PPIs are well known for their ability to block the release of hydrogen ions into the gut. Because of this, the use of PPIs can lead to a basic environment in the stomach. This is synonymous to have an elevated pH in the stomach. Some oral medications can be significantly impacted by having a high pH in the stomach. Here’s my list of top 5 medications that may have their absorption reduced due to an elevated pH.
Iron supplements are by far the most common medication that I think about when I think about pH alterations that may impair absorption. I first check for antacid agents (like PPIs or H2 blockers) on the medication list. I’m also always going to assess what we are on iron for and what the patient’s labs look like. If they are not responding to iron therapy, elevated GI pH could be a significant reason why. There are also many clinicians who will give vitamin C (ascorbic acid) with iron supplements to help ensure that we have an acidic environment in the gut to allow for adequate absorption.
Cefuroxime (oral) is a cephalosporin that can be used in the management of several types of infections. When using this medication with PPIs or other antacid medications, we run the risk of poor absorption and the possibility of treatment failure. Often, if a PPI is necessary, another antibiotic is selected.
Rilpirivine and atazanavir are two antiviral medications that can be used in the management of HIV. Their absorption can be significantly impaired in a patient who has a high gut pH. I wouldn’t say I have seen them used very often, but it is very important to check for antacid type medications if these drugs are being used.

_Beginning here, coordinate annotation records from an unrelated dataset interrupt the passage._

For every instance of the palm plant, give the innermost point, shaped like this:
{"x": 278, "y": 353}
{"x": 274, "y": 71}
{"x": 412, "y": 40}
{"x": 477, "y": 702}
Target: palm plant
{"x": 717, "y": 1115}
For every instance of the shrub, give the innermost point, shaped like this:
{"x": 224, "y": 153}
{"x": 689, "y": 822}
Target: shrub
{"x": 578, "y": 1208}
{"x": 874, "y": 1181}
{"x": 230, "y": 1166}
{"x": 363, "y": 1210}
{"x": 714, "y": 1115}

Itraconazole is an azole antifungal agent whose absorption may be reduced as the pH of the stomach increases. Itraconazole has some evidence that alterations in absorption may go up or down. The oral solution may have better overall absorption compared to the capsule and tablet. Regardless of the dosage form that is used, it is important to remember that kinetics may be altered and we should be monitoring for the desired clinical response and risk for toxicity.
Oral mesalamine can be used for various GI disorders. There are numerous different dosage forms and some may have their kinetics altered by changes in the GI pH. When I think about this interaction, I definitely look up the individual product (i.e. Asacol, Lialda, etc.) and assess if there is going to be absorption changes. In addition to this, monitoring the patient’s clinical status (i.e. possible worsening of GI complaints) is critical.